管家憂心忡忡,他回過頭看了眼這兩個小厮,卻見他們兩個人并無半點恐懼,心中腹诽當真是初生牛犢不怕虎。
不過想來,這兩個人一向在别院做活,怕是不知道家主脾性。
管家哀歎:“家主如今正在見貴客,我可提醒了,若是家主怪罪下來,此事你們二人自己擔責,是生是死皆有天定,入了這謝府可不比外面。”
蓮花紋路木窗格上灑滿了金光,裡頭傳來陣陣聲音,似有吵鬧斥責之音。
是謝家主的聲音。
“混賬,你們馬家就是這般不講道義過河拆橋的嗎?”
周圍伺候的奴仆紛紛噤聲。
杯盞碎了一地,酒水香飄在空中。
馬子欽冷眼旁觀,嗤笑道:“謝家主這般動怒作甚,先前說好的,此中利益你我二人五五分,如今你們謝家事還沒辦成,就想多拿一份利?簡直是癡人說夢。”
謝家主站起身,一步步走到馬子欽面前,目光狠毒,“馬二公子,你可别忘了,若非我們謝家從中助力,你們馬家如何爬到如今高位。”
“過河拆橋的蠢事,你們馬家還真是做不膩,上位以後一腳踢掉晏家,如今也想踢掉我們謝家嗎?”
馬子欽無畏無懼,吊兒郎當地摟着身旁的美人,“謝家主莫要混淆視聽,我何時說過要過河拆橋,謝家主别急啊,等事成以後,你想要什麼得不到?”
“金銀珠寶,錦羅綢緞……”
謝家主突然打斷他,眼神冷冽,譏笑問道:“若是我想要你身側這位美人呢?”
馬子欽動作一僵,手中酒盞的酒水溢出,他看向身側的頌玲芸,她的手抖得厲害。
他語氣不善地開口:“這是我馬家的側夫人,謝家主,你這玩笑有點過分了。”
謝家主哼笑:“如何過分,馬家謝家如今是一條船上的人,你們馬家有的東西,我們謝家難得不該有嗎?”

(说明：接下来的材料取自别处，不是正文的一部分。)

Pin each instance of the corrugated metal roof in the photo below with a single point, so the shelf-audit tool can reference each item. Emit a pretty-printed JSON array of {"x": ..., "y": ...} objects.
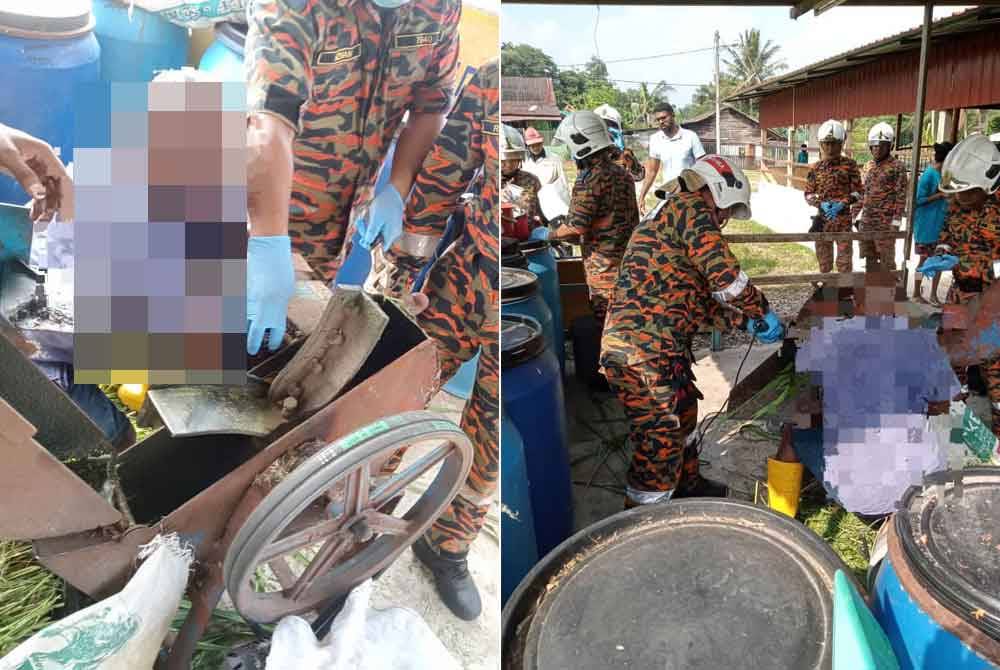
[
  {"x": 528, "y": 98},
  {"x": 881, "y": 78}
]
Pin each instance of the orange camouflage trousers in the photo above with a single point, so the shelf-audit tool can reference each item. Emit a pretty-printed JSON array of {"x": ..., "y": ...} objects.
[
  {"x": 662, "y": 427},
  {"x": 845, "y": 250},
  {"x": 464, "y": 316},
  {"x": 989, "y": 369}
]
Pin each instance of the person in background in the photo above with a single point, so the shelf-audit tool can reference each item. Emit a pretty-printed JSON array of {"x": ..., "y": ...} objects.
[
  {"x": 671, "y": 149},
  {"x": 833, "y": 185},
  {"x": 928, "y": 218},
  {"x": 969, "y": 245},
  {"x": 546, "y": 167},
  {"x": 519, "y": 187},
  {"x": 884, "y": 201},
  {"x": 677, "y": 275},
  {"x": 459, "y": 309},
  {"x": 35, "y": 166},
  {"x": 603, "y": 210},
  {"x": 624, "y": 156},
  {"x": 803, "y": 156},
  {"x": 328, "y": 85}
]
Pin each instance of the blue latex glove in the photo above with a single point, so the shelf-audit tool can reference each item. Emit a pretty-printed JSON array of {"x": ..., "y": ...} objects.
[
  {"x": 831, "y": 208},
  {"x": 767, "y": 330},
  {"x": 270, "y": 285},
  {"x": 540, "y": 233},
  {"x": 936, "y": 264},
  {"x": 384, "y": 219}
]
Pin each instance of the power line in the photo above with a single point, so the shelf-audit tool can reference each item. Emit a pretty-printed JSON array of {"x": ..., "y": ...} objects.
[{"x": 652, "y": 57}]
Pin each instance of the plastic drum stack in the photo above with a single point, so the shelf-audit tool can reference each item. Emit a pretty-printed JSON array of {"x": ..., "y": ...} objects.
[
  {"x": 47, "y": 49},
  {"x": 521, "y": 293},
  {"x": 937, "y": 594},
  {"x": 134, "y": 47},
  {"x": 531, "y": 389},
  {"x": 541, "y": 261}
]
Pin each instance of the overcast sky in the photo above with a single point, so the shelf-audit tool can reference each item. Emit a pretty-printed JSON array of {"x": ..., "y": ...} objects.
[{"x": 567, "y": 34}]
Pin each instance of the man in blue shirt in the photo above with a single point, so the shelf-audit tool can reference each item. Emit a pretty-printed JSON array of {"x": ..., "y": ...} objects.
[{"x": 930, "y": 210}]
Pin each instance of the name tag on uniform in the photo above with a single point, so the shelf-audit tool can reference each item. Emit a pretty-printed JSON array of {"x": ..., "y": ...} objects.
[
  {"x": 417, "y": 40},
  {"x": 338, "y": 56}
]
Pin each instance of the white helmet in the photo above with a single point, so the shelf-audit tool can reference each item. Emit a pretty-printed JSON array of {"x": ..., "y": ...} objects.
[
  {"x": 729, "y": 186},
  {"x": 512, "y": 146},
  {"x": 881, "y": 132},
  {"x": 832, "y": 131},
  {"x": 584, "y": 133},
  {"x": 973, "y": 163},
  {"x": 609, "y": 114}
]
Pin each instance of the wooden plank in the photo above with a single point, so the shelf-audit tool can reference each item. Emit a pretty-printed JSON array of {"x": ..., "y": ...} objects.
[
  {"x": 757, "y": 238},
  {"x": 828, "y": 279}
]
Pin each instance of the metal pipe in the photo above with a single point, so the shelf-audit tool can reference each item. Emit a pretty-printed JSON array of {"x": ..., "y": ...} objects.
[{"x": 918, "y": 128}]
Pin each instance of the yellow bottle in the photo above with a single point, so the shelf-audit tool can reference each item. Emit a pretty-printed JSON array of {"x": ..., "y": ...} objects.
[{"x": 133, "y": 395}]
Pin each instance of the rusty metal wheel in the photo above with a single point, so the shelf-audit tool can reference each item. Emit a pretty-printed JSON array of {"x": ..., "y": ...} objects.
[{"x": 332, "y": 523}]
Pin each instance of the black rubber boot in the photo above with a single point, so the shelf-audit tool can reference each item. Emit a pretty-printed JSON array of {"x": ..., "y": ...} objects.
[
  {"x": 700, "y": 487},
  {"x": 454, "y": 583}
]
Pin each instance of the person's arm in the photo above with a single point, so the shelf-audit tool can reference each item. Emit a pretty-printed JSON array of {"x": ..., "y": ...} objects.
[
  {"x": 697, "y": 150},
  {"x": 710, "y": 253},
  {"x": 278, "y": 51},
  {"x": 431, "y": 99},
  {"x": 35, "y": 166}
]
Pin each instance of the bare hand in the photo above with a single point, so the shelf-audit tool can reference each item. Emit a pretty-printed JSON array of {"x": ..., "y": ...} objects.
[{"x": 39, "y": 171}]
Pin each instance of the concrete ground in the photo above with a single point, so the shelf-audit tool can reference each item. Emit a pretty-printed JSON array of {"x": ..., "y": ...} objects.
[{"x": 476, "y": 644}]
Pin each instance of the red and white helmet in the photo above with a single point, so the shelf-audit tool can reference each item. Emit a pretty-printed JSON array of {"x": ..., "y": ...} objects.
[
  {"x": 973, "y": 163},
  {"x": 730, "y": 188}
]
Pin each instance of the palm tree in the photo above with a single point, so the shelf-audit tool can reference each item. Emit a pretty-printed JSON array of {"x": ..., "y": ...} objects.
[{"x": 750, "y": 62}]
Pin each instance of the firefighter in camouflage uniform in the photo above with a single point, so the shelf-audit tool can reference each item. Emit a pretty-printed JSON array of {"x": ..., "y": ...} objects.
[
  {"x": 518, "y": 186},
  {"x": 462, "y": 311},
  {"x": 678, "y": 274},
  {"x": 623, "y": 156},
  {"x": 969, "y": 245},
  {"x": 833, "y": 185},
  {"x": 328, "y": 84},
  {"x": 603, "y": 210},
  {"x": 884, "y": 200}
]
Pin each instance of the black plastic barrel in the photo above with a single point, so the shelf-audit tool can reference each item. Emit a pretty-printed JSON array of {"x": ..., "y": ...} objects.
[{"x": 699, "y": 584}]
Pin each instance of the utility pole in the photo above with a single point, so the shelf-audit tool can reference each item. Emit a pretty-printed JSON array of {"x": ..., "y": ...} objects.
[
  {"x": 716, "y": 335},
  {"x": 718, "y": 97}
]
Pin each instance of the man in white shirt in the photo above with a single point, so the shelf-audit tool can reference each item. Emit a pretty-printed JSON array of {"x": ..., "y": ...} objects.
[{"x": 671, "y": 149}]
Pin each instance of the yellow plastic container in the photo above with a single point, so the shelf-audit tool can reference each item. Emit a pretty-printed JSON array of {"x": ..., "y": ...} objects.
[
  {"x": 784, "y": 484},
  {"x": 132, "y": 395}
]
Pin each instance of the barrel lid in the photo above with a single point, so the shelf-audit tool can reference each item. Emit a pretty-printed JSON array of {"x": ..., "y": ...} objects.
[
  {"x": 31, "y": 17},
  {"x": 521, "y": 339},
  {"x": 699, "y": 584},
  {"x": 233, "y": 35},
  {"x": 510, "y": 254},
  {"x": 950, "y": 537},
  {"x": 517, "y": 284}
]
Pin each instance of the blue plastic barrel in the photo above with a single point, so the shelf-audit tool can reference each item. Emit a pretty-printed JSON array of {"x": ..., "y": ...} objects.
[
  {"x": 135, "y": 49},
  {"x": 531, "y": 388},
  {"x": 937, "y": 593},
  {"x": 543, "y": 263},
  {"x": 521, "y": 293},
  {"x": 44, "y": 56},
  {"x": 517, "y": 522},
  {"x": 224, "y": 56}
]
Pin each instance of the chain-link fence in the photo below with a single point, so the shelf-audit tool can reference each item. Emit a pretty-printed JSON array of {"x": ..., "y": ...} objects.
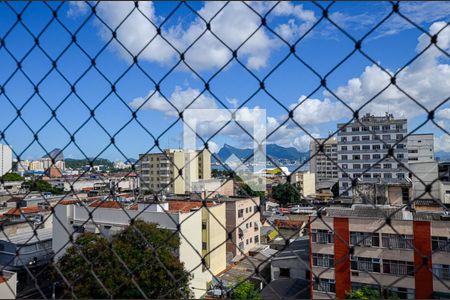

馬尚書借了謝家之力,吃幹抹淨晏家,登尚書之位,大肆斂财。
如今大事為了,卻派一個乳臭未幹的毛頭小子來與他對接處理。
他倒要看看,這個玩世不恭的小少爺,是選他懷中的美人,還是選馬家榮華富貴。
聽見屋内安靜下來,管家這才抖着膽子敲開門。
“何事?”
謝家主聲音有些粗,很是不耐煩地問道。
管家語氣溫吞,“家主……家主,這二人有事求見。”
謝家主目光掠過哆哆嗦嗦的管家,落在他身後的二人身上。
頌藜與晏回低垂着頭,雖看不清臉,隻看着不卑不亢的姿态就令人生厭。
“滾去外面候着。”
管家吓得又将門關上。
門關上的刹那間,頌藜擡眸,瞧見臉色蒼白的頌玲芸被謝家主拖拽着,拉進屏風内。
“管家。”
頌藜喊出聲,她上前扶住門栓,低聲問道。
“這裡面是出了何事?”
管家不耐地看向頌藜,“先前教你們的規矩,怎麼都忘了,家主有要事要辦。”
門未關嚴,依稀傳來女子的哭喊聲。
頌藜一把推開門,晏回跟随其後,他們二人直直闖了進去。
屋内擺設東倒西歪,屏風内女子哭聲愈發慘烈,馬子欽坐在不遠處,面無表情地飲酒。
劇烈的撞擊聲引的屏風後的動靜小了些。
伴随着窸窸窣窣的穿衣聲,謝家主臉色難看地走出來。
“何人鬧事?”
晏回上前将頌藜攔在身後,他欠身道:“小的是别院送來的家仆,今晨灑掃時摔壞您的書案,聽聞那是雲京馬家所贈,是您最喜愛之物,實在是想将功補過,這才急得闖進來,還請家主莫怪。”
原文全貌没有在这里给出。